The Hollywood screen legend died Wednesday of congestive heart failure at the age of 79. She was laid to rest at Forest Lawn Memorial Park in Glendale Thursday.
Friend and fellow philanthropist Elton John paid tribute to Taylor during a concert in Pittsburgh, Penn., Wednesday night.
John dedicated the song "Don't Let the Sun Go Down on Me" to the movie icon and AIDS activist. He said Taylor was not only a movie star but a beautiful woman inside and out.
"She fought for the underdogs. She was without doubt one of the greatest people I have ever met in my life," said John.
Others remembered Taylor at one of her favorite spots, The Abby in West Hollywood. Taylor donated a portrait that hangs at the bar over the fireplace.
Taylor was a champion in the fight against HIV/AIDS. In 1984, she organized and hosted the first fundraiser to benefit AIDS Project Los Angeles.
Taylor also was the first celebrity to publicly support those suffering from AIDS. Her passion in raising money and awareness brought her an honorary Oscar in 1993.

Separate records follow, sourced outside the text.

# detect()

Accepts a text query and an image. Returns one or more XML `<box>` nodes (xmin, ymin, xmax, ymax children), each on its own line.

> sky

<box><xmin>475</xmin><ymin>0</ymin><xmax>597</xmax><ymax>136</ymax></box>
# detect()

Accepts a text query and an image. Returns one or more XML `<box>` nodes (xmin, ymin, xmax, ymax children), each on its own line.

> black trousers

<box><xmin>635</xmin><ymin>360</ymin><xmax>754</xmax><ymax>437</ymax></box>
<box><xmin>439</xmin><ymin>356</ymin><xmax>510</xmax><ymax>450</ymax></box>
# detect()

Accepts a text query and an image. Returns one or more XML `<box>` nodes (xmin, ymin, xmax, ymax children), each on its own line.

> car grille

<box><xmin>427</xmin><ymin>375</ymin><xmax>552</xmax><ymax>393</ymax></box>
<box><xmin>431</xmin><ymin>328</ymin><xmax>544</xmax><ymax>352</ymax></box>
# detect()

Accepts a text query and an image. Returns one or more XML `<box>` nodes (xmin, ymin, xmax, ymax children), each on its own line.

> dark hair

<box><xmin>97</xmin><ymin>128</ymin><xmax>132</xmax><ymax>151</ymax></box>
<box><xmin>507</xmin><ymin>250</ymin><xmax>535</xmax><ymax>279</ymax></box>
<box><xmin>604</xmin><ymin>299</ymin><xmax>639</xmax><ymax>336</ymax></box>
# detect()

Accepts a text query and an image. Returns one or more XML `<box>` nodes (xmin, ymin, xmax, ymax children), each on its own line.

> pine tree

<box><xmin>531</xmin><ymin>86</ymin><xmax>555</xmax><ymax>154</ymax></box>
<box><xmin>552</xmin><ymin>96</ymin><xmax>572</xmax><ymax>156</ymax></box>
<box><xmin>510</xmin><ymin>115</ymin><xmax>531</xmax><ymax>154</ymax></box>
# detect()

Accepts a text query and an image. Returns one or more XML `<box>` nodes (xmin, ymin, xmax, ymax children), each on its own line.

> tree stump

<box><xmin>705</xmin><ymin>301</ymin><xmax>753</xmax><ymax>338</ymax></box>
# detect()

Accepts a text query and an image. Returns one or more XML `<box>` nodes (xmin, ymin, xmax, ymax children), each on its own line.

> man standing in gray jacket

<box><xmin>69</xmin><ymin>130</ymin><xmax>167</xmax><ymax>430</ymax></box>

"She would rally, she would come out. She knew her celebrity status could get people, could get media attention and raise money," said Craig Thompson, former director of AIDS Project Los Angeles.
Along with her humanitarianism, she was a great actress, winning two Oscars for her acting career.
Her first Oscar was for "BUtterfield 8" in the 1960s. She won a second one six years later playing a raging alcoholic in "Who's Afraid of Virginia Woolf?"
Taylor battled health problems her entire life. She had life-threatening bouts with pneumonia, a brain tumor and congestive heart failure in her 60s and 70s.
She also battled substance abuse and very publicly went through rehab.